Here’s the deal. Those really big, inspiring, and often “crazy” goals are lofty not only in their provocative nature but also in their investment of resources. Any BHAG worth pursuing is going to take a hell of a lot of time and energy to achieve. You can’t wait until you have reached your goal to celebrate the big win. That celebration is fleeting, and not nearly as fulfilling as the work itself that got you there. In order to thrive in pursuit of the really big goals that you set for yourself, you MUST celebrate the small wins along the way.
Do you want to run a marathon? AWESOME! Why wait until you have crossed the finish line at 26.2 miles to celebrate how amazing you are? Instead, why not be intentional about celebrating every time you hit the trail to train for that said marathon? It is the journey that you are on in pursuit of greatness that leads you to living a more awesome life, not the shiny object at the journey’s end.
This week, I challenge you to be on the lookout for the small wins you experience each day and to celebrate the heck out of your greatness. Dance party in the kitchen anyone? Please allow yourself to celebrate your accomplishments no matter how small you believe them to be, because incremental process fuels your greatness.
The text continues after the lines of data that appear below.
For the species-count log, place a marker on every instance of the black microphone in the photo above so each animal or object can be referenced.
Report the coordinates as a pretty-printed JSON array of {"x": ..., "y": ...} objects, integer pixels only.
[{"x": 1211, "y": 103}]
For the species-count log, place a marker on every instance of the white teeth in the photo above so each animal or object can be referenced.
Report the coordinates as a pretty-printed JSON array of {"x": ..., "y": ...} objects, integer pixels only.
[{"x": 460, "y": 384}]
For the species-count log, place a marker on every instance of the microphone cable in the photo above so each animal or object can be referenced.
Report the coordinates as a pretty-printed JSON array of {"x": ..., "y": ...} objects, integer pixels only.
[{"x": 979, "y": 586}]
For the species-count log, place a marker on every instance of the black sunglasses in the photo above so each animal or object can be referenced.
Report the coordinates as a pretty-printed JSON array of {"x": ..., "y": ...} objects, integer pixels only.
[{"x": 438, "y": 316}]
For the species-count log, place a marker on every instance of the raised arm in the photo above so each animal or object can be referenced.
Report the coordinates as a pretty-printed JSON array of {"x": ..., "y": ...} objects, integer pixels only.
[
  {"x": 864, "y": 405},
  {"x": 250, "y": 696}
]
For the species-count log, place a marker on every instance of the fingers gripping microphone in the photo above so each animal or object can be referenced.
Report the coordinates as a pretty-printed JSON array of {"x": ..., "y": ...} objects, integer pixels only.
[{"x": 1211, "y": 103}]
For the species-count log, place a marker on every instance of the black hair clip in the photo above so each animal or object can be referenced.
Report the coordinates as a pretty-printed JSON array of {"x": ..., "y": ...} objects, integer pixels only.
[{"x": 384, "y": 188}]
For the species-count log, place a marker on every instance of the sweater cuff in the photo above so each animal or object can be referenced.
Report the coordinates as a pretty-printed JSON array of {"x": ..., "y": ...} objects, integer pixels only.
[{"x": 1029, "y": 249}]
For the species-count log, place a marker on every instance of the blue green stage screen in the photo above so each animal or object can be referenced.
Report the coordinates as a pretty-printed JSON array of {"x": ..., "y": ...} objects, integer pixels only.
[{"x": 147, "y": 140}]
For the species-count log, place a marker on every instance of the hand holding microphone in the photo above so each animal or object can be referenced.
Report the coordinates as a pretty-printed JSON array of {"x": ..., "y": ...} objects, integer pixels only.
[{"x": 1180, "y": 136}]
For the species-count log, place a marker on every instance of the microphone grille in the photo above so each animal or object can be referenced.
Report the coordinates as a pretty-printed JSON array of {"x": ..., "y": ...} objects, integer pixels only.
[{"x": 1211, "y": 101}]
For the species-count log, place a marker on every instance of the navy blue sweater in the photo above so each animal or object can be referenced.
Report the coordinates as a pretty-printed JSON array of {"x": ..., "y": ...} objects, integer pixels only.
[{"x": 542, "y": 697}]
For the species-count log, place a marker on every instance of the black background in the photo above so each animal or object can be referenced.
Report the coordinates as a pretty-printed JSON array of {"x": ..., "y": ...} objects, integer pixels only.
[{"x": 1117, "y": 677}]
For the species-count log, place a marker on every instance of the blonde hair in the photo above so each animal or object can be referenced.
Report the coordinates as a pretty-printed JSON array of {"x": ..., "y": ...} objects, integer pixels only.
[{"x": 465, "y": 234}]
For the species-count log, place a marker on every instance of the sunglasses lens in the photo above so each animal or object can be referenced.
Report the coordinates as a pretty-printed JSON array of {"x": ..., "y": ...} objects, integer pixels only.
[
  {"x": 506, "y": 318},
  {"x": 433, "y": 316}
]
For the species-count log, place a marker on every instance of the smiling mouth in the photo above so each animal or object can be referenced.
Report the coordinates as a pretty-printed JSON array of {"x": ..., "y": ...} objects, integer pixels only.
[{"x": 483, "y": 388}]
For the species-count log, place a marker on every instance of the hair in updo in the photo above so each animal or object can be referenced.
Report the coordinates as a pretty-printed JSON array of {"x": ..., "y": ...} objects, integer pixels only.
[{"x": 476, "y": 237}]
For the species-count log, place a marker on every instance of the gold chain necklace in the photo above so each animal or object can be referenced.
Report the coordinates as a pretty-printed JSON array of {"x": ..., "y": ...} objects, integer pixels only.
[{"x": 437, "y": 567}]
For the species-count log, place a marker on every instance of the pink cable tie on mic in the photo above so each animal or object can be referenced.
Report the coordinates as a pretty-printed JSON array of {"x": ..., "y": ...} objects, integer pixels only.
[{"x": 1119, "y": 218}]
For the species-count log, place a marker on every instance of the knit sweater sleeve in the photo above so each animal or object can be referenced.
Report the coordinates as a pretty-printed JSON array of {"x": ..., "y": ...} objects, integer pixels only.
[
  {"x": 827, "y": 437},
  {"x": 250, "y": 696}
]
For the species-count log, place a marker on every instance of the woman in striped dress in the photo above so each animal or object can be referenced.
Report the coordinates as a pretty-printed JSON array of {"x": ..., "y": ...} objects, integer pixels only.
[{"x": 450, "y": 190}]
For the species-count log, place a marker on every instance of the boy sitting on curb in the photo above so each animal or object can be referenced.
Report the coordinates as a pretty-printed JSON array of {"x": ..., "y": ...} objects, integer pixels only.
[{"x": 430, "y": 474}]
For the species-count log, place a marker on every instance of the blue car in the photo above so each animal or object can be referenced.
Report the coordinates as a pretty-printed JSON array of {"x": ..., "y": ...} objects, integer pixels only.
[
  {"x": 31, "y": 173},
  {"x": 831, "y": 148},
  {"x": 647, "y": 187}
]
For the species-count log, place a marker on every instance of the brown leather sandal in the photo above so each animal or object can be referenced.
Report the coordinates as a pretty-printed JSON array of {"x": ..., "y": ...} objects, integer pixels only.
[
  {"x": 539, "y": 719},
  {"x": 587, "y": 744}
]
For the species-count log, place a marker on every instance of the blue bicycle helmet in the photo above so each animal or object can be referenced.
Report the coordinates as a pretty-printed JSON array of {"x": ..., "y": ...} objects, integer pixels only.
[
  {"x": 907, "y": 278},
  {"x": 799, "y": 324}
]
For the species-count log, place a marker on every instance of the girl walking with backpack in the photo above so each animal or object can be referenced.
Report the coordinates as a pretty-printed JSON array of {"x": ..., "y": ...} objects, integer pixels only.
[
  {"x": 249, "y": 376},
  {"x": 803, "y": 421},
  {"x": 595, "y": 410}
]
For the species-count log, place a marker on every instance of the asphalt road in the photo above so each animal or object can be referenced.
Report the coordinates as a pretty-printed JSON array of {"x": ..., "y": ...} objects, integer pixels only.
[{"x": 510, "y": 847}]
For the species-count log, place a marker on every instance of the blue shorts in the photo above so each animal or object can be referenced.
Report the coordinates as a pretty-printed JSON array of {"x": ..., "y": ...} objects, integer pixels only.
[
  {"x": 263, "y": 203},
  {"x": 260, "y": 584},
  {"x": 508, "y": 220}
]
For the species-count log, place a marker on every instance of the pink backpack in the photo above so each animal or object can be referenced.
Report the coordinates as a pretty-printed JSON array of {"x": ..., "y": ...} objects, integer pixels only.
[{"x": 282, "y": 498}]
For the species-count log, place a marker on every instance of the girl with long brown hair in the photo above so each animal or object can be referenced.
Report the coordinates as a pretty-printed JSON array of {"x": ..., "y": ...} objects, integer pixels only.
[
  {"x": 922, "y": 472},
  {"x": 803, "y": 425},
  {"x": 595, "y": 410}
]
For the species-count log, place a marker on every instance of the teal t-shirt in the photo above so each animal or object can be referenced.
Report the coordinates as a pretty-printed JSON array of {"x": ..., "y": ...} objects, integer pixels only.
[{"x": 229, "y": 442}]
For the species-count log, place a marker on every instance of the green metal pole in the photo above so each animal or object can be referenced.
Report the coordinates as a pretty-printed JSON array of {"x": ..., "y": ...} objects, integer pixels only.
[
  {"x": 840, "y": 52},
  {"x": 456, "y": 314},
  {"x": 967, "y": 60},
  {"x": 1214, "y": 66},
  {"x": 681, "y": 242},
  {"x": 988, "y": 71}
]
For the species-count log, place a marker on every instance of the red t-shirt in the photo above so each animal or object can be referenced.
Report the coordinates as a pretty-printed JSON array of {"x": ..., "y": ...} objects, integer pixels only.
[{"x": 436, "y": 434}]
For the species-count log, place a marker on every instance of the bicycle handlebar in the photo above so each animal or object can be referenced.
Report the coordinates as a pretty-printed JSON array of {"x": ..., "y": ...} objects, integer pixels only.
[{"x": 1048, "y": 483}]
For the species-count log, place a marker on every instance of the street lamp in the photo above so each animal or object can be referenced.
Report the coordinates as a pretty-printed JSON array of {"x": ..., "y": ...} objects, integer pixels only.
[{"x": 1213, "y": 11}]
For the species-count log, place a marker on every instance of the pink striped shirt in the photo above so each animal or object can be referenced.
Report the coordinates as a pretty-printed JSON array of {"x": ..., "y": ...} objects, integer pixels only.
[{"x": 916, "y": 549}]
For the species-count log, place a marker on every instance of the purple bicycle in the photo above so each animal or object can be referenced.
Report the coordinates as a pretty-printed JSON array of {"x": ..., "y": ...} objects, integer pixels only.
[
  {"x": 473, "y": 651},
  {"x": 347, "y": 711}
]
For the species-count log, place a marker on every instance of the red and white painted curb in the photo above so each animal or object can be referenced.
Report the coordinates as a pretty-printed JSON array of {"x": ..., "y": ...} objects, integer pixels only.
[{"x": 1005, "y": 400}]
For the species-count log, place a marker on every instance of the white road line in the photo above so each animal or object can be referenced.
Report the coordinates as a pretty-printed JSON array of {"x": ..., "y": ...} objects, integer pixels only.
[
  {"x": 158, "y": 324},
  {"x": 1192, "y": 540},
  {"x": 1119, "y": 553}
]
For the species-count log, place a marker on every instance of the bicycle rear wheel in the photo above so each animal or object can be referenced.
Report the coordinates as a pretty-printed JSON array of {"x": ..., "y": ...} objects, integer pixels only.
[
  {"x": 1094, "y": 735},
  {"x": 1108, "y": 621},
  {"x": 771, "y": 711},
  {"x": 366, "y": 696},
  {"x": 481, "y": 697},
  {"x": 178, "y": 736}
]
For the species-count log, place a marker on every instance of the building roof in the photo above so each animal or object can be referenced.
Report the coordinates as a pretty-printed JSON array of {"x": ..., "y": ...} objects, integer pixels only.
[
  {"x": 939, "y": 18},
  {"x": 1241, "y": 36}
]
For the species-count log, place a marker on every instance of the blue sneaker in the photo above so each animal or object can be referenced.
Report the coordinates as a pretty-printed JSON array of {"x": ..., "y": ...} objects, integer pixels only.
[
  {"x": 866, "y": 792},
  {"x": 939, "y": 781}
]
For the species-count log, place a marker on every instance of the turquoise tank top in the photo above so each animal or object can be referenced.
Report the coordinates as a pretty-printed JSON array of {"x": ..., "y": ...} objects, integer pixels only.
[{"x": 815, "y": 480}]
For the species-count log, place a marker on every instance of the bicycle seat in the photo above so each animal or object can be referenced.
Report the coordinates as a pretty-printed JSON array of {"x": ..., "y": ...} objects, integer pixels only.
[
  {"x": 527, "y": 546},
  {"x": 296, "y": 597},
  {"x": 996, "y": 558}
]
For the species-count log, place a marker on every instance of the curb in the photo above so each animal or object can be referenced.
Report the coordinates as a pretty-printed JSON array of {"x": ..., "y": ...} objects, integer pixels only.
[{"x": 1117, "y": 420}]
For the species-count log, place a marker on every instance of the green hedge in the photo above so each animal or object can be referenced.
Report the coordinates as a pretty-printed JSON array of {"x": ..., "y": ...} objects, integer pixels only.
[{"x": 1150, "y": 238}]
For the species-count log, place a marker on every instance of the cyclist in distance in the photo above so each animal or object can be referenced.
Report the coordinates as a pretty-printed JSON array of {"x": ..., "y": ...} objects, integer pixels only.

Okay, that’s a wrap! So, in review, what is it that makes us not only happier but also better leaders?
- Positive Emotion
- Meaning and Purpose
Or, PERMA for short. Please remember to be really intentional about how you fill your cup with these elements. You will not be happier by overdoing any ONE of your favorites. The magic happens when you throw all of these ingredients into your blender and mix them up to create your own special sauce!
And that is all from my soapbox today. May you enjoy the rest of yours by using PERMA as your guide 🙂
And one final thank you to Marty Seligman for pulling together the PERMA framework from his research. Not only did it change my life, but it is also helping leaders all over the world to be and to do better in service of elevating humanity through their work. Grateful.